Or cette constatation est toujours actuelle : les media nous redisent à l’envi combien les perspectives sont sombres, que ce soit au niveau électoral, économique, social, militaire, international. Bref, nous sommes des nuls, et, au cas où nous ne le saurions pas, d’aucuns se chargent de nous en prévenir. Ce bourrage de crâne étant dénoncé, il n’empêche que la situation de beaucoup de gens de par le monde n’est pas fameuse, que celle de la planète semble problématique, et que notre pays lui-même se fut mieux porté qu’aujourd’hui. Et si cette constatation peut susciter du désespoir – ce qui ne ferait qu’empirer les choses – elle peut aussi, plus positivement, susciter une attente. Les textes de ce matin nous disent donc, à leur manière, cette attente, et je vous invite tout d’abord à y retrouver la nôtre, même si nous ne la dirions pas forcément avec ces mots-là.
Qu’entendons-nous selon le prophète ? « Tu seras couverte d’une foule de chameaux, ainsi que de dromadaires de Madian et d’Épha ; ils viendront tous de Saba ; ils porteront de l’or et de l’encens… » Je ne sais pas si votre rêve est de voir la vallée du Rabodeau ou toute la Déodatie recouverte de chameaux ! D’or, peut-être plus… Vous me direz que d’autres phrases du prophète sont moins terre à terre. Mais certes, si l’on attend que « la gloire de l’Éternel se lève », cela se manifestera, selon ce texte, par l’amoncellement de richesse et de puissance pour le peuple de Dieu, auquel se soumettront toutes les nations. Et aussi par le retour de tous les enfants d’Israël sur leur terre. C’est donc aussi une attente de rétablissement, de pardon, mais qui là encore se manifestera par un bonheur tout ce qu’il y a de plus humain, pour les individus comme pour tout le peuple.
Le psaume que je vous ai lu également se concentre sur l’attente du retour, du rétablissement, en parlant des « captifs de Sion ». Donc sur l’attente de quelque chose de moins trivial que les richesses matérielles. Mais quand même sur un avenir radieux humainement, réjouissant pour soi et visible par les autres. Pourtant, après avoir annoncé ce retour comme s’étant déjà produit, le psaume demande à Dieu d’opérer cette libération. Étrange mouvement qu’on attendrait inverse. Mais c’est signe, sans doute, que la satisfaction d’une attente tellement humaine – et tellement légitime – ne saurait se suffire à elle-même. C’est signe que notre désir, tel que nous le comprenons, n’est peut-être pas le tout de notre attente véritable, et que le satisfaire trop vite ne peut que nous laisser insatisfaits ! Pour ne pas l’avoir compris, combien de parents ont-ils gâté leurs enfants et leur propre existence ?!

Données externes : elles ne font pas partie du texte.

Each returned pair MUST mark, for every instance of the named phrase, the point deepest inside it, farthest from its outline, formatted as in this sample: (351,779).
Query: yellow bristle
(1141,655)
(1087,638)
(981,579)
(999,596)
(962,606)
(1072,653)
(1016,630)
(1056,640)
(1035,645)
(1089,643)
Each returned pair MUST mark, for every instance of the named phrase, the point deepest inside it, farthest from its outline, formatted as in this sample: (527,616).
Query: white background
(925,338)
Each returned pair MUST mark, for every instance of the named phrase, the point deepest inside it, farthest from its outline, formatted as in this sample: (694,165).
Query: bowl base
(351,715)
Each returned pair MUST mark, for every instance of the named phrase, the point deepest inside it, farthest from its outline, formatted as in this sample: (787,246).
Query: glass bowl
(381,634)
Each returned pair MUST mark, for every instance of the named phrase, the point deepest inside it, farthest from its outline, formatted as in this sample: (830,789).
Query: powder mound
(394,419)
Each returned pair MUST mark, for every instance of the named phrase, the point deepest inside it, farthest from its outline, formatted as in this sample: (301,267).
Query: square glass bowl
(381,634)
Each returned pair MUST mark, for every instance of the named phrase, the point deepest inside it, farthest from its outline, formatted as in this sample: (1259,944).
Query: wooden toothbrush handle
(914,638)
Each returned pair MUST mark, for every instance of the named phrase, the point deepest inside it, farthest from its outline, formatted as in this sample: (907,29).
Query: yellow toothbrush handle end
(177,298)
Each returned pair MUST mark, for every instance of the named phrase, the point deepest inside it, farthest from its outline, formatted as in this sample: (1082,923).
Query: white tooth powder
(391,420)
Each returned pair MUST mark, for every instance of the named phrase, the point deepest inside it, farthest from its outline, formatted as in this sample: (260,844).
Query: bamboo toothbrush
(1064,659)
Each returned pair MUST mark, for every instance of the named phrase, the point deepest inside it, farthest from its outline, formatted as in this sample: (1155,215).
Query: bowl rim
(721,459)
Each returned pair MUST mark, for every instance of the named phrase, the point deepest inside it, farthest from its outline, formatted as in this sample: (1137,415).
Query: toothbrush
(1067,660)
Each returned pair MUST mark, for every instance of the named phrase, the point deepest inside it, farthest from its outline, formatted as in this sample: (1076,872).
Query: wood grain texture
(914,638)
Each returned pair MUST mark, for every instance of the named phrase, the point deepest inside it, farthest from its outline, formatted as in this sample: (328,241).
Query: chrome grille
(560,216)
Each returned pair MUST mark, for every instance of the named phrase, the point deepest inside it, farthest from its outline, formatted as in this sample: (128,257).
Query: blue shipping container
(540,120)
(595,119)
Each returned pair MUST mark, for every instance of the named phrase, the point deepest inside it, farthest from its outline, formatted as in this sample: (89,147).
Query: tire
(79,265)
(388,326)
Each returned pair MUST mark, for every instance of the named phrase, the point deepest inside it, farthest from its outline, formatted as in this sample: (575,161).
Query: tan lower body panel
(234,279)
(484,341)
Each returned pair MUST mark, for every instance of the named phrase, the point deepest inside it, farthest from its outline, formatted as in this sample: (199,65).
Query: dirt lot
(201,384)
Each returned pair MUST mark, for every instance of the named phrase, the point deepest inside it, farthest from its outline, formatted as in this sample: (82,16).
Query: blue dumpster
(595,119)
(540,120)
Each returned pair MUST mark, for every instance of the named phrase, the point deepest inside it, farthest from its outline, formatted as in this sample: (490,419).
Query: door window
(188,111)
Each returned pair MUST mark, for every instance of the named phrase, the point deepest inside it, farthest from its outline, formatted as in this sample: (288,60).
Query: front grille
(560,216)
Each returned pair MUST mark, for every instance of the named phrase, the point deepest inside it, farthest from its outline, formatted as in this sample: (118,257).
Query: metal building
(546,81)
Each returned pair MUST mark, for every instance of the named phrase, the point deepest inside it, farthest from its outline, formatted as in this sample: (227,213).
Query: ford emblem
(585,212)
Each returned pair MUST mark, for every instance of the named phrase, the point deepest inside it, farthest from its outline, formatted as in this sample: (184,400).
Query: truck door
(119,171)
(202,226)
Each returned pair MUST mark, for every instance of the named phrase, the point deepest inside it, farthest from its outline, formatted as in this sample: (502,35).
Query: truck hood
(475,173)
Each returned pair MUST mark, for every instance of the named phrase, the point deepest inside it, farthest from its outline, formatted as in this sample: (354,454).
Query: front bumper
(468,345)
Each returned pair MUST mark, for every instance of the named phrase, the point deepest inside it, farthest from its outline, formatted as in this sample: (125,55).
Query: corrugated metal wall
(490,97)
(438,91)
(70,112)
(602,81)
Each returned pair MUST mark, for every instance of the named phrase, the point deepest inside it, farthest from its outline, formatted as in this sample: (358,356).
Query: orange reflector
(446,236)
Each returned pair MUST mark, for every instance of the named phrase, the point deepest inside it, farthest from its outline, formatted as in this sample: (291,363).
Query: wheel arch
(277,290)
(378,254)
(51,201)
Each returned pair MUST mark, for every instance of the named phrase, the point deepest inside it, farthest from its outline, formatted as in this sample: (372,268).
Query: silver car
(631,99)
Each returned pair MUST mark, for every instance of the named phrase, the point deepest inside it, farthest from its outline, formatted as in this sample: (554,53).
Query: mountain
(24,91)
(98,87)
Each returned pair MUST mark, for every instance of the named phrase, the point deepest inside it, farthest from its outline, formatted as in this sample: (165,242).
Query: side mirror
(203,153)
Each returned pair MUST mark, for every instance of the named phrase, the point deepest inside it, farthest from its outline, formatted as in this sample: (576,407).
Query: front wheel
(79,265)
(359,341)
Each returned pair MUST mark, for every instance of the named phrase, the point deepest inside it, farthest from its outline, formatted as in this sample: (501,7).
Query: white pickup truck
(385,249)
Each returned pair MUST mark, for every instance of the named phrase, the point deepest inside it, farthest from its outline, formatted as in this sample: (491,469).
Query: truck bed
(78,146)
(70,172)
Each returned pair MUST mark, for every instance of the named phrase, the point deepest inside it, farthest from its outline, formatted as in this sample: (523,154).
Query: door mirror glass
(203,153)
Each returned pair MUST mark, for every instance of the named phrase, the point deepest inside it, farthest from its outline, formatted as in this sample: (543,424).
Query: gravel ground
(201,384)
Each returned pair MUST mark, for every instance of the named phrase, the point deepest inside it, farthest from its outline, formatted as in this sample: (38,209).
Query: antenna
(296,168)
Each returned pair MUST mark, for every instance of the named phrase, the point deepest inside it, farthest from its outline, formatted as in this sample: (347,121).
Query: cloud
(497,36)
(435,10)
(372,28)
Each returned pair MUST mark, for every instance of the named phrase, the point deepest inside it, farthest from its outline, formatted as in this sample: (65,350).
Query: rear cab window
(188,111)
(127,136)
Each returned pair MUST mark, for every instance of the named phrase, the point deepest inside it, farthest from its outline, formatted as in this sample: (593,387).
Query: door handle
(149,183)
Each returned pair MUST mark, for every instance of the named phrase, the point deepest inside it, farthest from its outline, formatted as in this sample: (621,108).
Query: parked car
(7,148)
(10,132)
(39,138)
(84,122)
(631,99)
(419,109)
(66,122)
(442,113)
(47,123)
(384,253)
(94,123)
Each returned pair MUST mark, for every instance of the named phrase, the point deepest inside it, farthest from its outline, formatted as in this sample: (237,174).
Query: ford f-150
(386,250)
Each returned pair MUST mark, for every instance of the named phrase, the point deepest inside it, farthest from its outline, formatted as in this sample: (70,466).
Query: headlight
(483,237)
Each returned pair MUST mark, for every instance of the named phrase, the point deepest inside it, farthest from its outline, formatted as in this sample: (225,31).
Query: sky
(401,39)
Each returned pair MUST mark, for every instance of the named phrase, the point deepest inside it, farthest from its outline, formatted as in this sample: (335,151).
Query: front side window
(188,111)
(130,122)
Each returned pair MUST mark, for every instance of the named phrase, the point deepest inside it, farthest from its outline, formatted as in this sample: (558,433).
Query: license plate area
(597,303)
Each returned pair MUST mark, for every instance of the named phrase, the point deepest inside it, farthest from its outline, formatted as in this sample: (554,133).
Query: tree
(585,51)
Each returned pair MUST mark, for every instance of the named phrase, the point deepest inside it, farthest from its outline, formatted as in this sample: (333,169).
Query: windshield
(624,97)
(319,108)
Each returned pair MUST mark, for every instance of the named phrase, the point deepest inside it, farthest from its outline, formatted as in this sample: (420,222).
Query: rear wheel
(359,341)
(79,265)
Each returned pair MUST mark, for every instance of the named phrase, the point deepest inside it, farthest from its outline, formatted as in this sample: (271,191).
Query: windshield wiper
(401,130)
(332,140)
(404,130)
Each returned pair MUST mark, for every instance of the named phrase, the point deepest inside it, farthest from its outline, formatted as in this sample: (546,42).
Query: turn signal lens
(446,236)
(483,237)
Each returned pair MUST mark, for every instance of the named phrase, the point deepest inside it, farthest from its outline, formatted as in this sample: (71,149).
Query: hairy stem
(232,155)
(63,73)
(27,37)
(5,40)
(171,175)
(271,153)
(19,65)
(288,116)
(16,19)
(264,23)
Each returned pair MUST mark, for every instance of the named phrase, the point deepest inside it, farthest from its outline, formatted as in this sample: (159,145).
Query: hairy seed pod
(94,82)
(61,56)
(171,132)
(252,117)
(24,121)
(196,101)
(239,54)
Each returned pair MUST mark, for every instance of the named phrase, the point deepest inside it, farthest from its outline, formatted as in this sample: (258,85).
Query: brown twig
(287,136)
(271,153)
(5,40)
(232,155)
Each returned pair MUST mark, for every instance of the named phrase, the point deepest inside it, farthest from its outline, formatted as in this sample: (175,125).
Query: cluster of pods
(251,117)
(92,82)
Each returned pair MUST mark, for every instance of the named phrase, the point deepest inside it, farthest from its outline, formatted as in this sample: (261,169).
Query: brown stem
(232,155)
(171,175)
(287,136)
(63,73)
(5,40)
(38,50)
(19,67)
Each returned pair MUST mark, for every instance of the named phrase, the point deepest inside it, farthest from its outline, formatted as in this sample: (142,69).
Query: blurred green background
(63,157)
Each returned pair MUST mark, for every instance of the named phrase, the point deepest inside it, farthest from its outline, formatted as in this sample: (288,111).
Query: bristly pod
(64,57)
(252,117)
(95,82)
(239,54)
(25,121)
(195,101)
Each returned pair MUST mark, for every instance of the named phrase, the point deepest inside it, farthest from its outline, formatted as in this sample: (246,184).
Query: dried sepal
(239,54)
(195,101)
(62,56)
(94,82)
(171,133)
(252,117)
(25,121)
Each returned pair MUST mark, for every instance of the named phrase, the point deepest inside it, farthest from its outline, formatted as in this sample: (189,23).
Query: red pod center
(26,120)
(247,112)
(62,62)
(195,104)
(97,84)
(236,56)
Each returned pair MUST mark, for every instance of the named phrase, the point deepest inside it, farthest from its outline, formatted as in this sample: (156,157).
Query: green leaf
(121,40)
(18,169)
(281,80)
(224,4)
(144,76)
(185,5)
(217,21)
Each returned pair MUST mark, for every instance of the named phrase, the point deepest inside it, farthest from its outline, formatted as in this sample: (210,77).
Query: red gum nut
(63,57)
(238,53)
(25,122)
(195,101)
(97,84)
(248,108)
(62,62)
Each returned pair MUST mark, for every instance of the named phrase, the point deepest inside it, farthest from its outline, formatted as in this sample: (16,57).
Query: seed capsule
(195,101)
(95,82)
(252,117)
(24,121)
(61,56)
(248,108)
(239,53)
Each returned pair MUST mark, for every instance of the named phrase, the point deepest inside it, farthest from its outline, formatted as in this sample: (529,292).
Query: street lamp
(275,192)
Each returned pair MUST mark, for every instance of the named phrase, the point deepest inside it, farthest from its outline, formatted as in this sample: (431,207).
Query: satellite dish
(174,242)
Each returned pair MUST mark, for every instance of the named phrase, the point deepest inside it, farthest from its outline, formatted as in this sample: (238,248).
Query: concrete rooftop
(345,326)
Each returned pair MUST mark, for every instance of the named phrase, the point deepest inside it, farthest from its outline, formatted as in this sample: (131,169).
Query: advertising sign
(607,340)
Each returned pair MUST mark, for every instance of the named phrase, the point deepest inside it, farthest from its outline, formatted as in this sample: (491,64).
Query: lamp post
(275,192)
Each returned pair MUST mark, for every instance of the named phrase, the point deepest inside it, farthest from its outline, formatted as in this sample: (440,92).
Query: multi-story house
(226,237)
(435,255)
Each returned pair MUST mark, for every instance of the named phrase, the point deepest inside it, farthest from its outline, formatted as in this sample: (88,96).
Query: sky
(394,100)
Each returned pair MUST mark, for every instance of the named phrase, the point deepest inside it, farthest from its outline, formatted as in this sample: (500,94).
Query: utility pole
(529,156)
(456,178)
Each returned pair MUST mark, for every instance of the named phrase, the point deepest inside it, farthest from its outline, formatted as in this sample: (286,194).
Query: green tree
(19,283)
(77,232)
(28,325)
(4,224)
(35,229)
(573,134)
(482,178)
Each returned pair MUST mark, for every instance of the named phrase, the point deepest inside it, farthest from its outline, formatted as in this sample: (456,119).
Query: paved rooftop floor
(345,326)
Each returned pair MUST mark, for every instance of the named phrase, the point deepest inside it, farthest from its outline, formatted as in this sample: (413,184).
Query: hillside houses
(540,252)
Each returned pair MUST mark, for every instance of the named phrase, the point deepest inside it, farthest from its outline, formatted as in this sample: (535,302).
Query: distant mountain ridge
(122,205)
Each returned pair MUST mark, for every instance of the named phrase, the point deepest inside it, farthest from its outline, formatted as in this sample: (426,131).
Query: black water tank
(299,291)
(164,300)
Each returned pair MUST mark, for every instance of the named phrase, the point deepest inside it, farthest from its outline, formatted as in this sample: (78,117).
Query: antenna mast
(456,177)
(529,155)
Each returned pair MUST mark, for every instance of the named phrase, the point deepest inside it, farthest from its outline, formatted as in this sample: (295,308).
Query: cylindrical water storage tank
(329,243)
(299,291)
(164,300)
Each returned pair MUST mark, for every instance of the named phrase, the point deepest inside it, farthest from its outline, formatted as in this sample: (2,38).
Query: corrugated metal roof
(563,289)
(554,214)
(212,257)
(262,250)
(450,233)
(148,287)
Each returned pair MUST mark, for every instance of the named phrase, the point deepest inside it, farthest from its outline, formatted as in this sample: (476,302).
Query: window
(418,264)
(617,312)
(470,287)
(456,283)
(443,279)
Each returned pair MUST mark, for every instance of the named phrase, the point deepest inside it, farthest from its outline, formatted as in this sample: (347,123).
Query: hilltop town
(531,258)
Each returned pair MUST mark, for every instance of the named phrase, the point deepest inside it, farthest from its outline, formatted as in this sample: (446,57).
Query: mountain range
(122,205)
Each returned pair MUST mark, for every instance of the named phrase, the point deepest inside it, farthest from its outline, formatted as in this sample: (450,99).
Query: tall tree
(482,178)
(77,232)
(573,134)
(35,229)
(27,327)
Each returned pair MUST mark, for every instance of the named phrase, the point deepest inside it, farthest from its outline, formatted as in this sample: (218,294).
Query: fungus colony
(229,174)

Alors, quelle est notre attente, notre prière, notre espérance ? Le texte de Luc est sûrement le plus proche de nous. Comme les gens qui allaient écouter le Baptiste, nous avons conscience du mal-être de notre monde, et du nôtre à chacun, conscience de notre responsabilité, que tout nous rappelle à tout instant, même si nous la refusons. Nous sommes minés de l’intérieur et de l’extérieur par cette culpabilité devant « les ténèbres » qui nous environnent et nous pénètrent. Et lorsque nous ne la rejetons pas sur les autres dans la violence de nos relations, alors nous prêtons l’oreille au Baptiste. Il nous dit que nous devons aplanir la route du Seigneur pour qu’il vienne et nous réconforte, nous relève, nous rétablisse. C’est donc à nous de faire, par crainte du Jugement qui ne fera sinon qu’entériner ces ténèbres, les nôtres.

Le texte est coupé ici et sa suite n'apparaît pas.